5. Reality testing, where we reappraise our assumptions about a situation to make them progressively more realistic and objective; for example, reevaluating the probability of the worst-case scenario or that something bad will even happen at all.
6. Problem-solving, where repeatedly reviewing an event leads us to creatively figure out a solution to some problem facing us—perhaps like Marcus and his generals’ paradoxical idea of deliberately marching their legionaries into a Sarmatian ambush in order to spring a trap on the enemy.
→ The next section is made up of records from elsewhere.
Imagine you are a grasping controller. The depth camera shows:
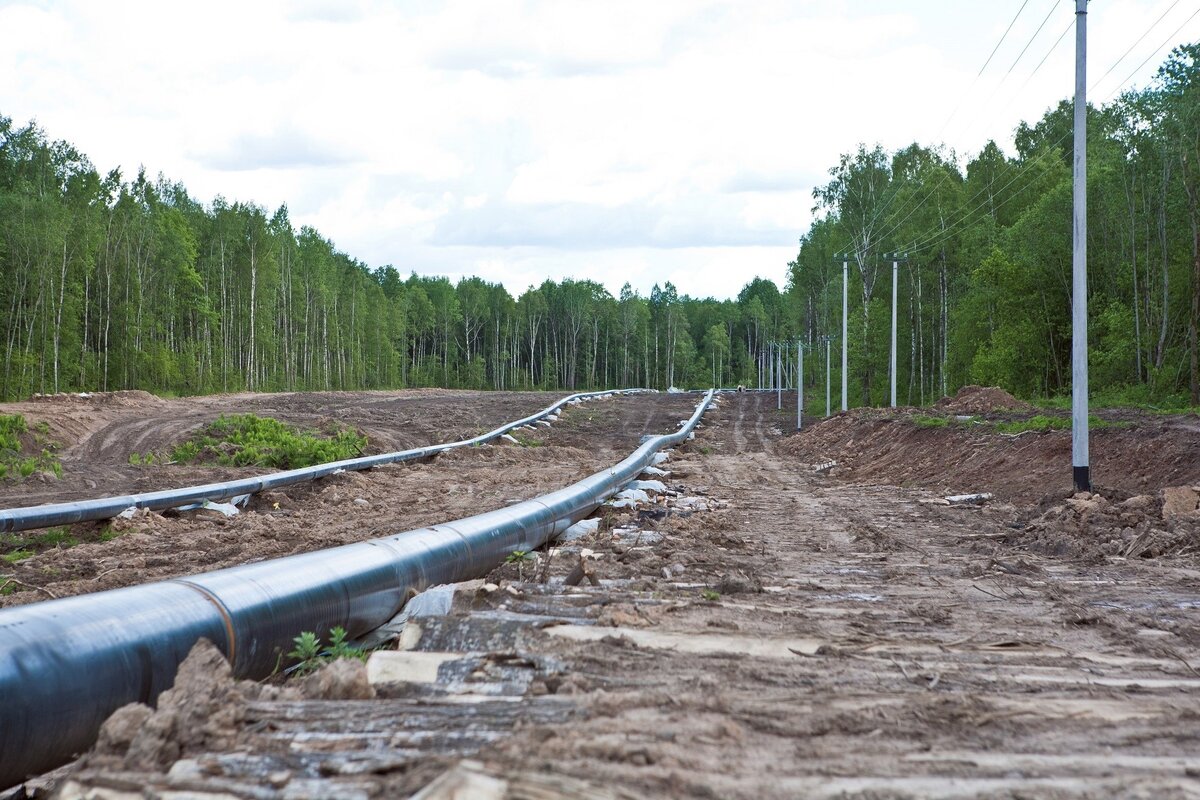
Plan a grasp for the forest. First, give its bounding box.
[0,44,1200,413]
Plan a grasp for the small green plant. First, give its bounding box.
[288,631,322,675]
[504,551,538,581]
[288,625,371,675]
[504,551,534,564]
[0,549,34,564]
[512,434,546,447]
[0,414,62,480]
[170,414,367,469]
[994,414,1070,433]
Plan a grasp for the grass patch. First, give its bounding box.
[991,414,1130,433]
[0,414,62,481]
[288,626,371,675]
[0,525,79,564]
[512,433,546,447]
[0,551,34,564]
[168,414,367,469]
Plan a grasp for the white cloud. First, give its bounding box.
[0,0,1200,296]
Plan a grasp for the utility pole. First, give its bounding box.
[796,339,804,431]
[1070,0,1092,492]
[824,336,833,416]
[764,342,775,390]
[883,253,908,408]
[775,343,784,411]
[834,253,850,411]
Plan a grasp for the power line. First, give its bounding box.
[870,0,1061,244]
[872,0,1074,247]
[1001,0,1065,83]
[1087,0,1187,94]
[880,0,1200,252]
[1109,8,1200,91]
[976,0,1030,78]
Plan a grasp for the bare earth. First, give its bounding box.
[7,393,1200,800]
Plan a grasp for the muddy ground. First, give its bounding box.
[0,392,695,607]
[7,393,1200,800]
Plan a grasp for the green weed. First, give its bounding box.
[170,414,367,469]
[288,625,371,675]
[0,414,62,480]
[0,551,35,564]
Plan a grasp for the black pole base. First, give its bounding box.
[1072,467,1092,492]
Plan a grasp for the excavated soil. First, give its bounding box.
[0,392,695,607]
[0,389,563,507]
[14,392,1200,800]
[781,409,1200,504]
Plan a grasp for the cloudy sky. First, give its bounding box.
[0,0,1200,297]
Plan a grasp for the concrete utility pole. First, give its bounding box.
[775,344,784,411]
[796,339,804,431]
[834,253,850,411]
[1070,0,1092,492]
[764,343,775,389]
[883,253,908,408]
[824,336,833,416]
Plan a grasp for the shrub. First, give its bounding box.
[170,414,367,469]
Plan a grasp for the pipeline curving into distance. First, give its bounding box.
[0,390,714,787]
[0,389,646,533]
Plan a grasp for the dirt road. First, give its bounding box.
[16,393,1200,800]
[0,392,695,607]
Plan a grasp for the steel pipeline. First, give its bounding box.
[0,391,713,787]
[0,389,644,533]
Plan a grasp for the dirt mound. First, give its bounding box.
[934,385,1033,414]
[1010,486,1200,560]
[29,389,167,408]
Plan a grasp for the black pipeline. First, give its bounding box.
[0,389,646,533]
[0,391,713,787]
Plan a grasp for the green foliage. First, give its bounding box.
[0,414,62,480]
[0,525,79,564]
[0,549,36,564]
[0,414,29,452]
[170,414,367,469]
[288,626,371,675]
[512,433,546,447]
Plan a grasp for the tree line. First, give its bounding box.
[0,122,785,399]
[788,44,1200,405]
[0,44,1200,413]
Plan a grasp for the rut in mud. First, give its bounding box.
[37,393,1200,800]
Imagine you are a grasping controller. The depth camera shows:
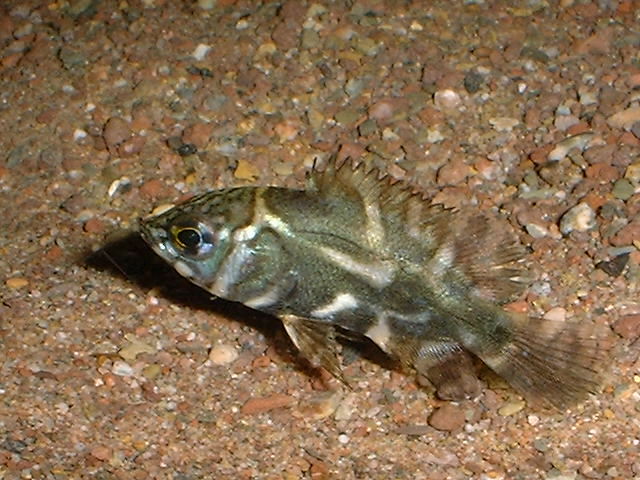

7. Behavioral rehearsal, where our perception of our ability to cope improves as we practice, in our mind’s eye, employing skills and coping strategies in an increasingly refined manner—for example, mentally rehearsing assertive ways to deal with unfair criticism until we’re more confident about doing so in reality. This can take the form of modeling the behavior of others whose way of coping we admire and want to emulate—we imagine how they would act and then picture ourselves doing something similar.
I’ve found that informing patients that other people often experience these sorts of changes is helpful because it can make the same processes more noticeable in their own mind and more likely to happen spontaneously. Of course, it’s also possible to deliberately utilize these psychological mechanisms by employing various psychological techniques. For instance, in addition to the premeditation of adversity, Marcus refers to the repeated use of two particularly important Stoic exercises that resemble cognitive distancing and decatastrophizing in modern psychotherapy. We’ve mentioned these already, and now we’re ready to consider their use in relation to worry and anxiety. THE INNER CITADEL
Although Marcus says little about anxiety explicitly, he often talks about the kind of peace that Stoicism offers, and his words obviously have implications for the Stoic therapy of anxiety. During his early reign, after the death of Antoninus, he took trips to his holiday villas in Italy to get a break from the worries of the Parthian War and running the empire. We can see from his letters to Fronto that he was wrestling with the whole idea of taking time away from work, feeling instead that it was his duty to attend to state business even though his friends advised him that retreats were necessary for his health.